The number of Americans seeking unemployment benefits fell to its lowest level in four months as businesses continued to recover from coronavirus lockdowns, the feds said Thursday.
Last week’s 712,000 initial jobless claims nevertheless brought the total for the COVID-19 pandemic to more than 81 million — a number nearly as large as Iran’s entire population.
New jobless filings have declined over the past month as states eased restrictions imposed to curb the deadly winter surge in coronavirus infections. Officials have also ramped up the rollout of COVID-19 vaccines, which are viewed as crucial to helping the economy recover from last year’s historic downturn.
“We’re likely on the verge of much lower unemployment claims, but we’re not there yet,” said Robert Frick, corporate economist at Navy Federal Credit Union. “Assuming COVID-19 infections and deaths continue to decline, we expect lower, and perhaps dramatically lower, claims this spring.”
Last week saw the lowest number of initial claims since the first week of November, beating economists’ expectations for 725,000, according to Wrightson ICAP.
But unemployment filings have now remained above the pre-COVID record of 695,000 for 51 consecutive weeks, according to the US Department of Labor report — which was released on the anniversary of the World Health Organization declaring the virus a global pandemic.
Americans claimed more than 20 million continued weeks worth of state and federal unemployment benefits in the week ending Feb. 20, the feds’ data show — nearly 10 times as many as the same week a year ago.

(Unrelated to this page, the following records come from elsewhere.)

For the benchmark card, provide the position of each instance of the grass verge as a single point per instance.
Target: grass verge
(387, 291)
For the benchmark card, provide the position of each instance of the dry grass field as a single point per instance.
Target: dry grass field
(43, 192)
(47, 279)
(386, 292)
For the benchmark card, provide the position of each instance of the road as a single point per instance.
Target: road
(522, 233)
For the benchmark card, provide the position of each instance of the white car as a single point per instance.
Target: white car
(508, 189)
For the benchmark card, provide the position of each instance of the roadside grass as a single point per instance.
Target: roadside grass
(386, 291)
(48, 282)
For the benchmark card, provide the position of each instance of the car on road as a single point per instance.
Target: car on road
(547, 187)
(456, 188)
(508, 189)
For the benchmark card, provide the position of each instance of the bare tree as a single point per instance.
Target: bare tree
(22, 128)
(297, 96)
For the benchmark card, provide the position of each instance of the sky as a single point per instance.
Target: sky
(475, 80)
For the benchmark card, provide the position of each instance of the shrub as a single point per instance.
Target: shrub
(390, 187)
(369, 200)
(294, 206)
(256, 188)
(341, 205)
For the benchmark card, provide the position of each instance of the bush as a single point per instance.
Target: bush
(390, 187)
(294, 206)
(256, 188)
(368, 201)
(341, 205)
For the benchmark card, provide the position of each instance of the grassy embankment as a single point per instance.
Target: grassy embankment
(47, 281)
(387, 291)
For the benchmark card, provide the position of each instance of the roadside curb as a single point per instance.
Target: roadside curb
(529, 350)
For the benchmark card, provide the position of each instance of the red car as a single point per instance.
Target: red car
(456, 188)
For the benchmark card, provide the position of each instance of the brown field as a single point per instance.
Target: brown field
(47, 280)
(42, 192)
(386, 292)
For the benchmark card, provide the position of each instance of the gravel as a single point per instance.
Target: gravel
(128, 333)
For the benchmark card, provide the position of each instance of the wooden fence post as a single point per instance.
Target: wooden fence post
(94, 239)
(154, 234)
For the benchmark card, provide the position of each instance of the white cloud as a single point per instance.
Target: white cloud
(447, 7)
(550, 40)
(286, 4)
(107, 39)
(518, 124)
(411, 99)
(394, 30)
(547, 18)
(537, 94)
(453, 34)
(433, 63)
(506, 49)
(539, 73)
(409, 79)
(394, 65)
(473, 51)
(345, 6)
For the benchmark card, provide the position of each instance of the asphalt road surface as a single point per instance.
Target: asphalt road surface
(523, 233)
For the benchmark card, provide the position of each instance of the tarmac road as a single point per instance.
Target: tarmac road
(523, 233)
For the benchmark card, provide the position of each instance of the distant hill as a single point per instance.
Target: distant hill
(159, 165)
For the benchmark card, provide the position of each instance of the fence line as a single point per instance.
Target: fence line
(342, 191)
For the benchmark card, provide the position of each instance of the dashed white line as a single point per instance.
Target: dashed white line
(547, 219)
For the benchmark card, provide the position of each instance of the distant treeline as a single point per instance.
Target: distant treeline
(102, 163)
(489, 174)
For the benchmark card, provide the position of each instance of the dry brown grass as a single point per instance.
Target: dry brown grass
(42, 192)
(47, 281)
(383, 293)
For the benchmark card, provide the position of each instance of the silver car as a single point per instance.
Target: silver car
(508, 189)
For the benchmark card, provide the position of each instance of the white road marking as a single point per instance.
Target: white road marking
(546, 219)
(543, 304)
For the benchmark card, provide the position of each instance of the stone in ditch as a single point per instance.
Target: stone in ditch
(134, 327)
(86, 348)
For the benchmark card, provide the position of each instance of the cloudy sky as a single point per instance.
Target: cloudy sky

Workers still relying on those benefits will get a lifeline from the $1.9 trillion stimulus bill Congress passed this week, which extends the $300 weekly unemployment supplement and other jobless aid into September.
President Biden was expected to sign the bill Thursday afternoon, just three days before the programs were set to expire.
“There is still a very long road ahead for the labor market recovery. But Congress has ensured that the unemployed won’t be left to go it alone, providing aid that is up to the scale of our task to reopen and recover,” said Andrew Stettner, an unemployment insurance expert and senior fellow at the Century Foundation think tank.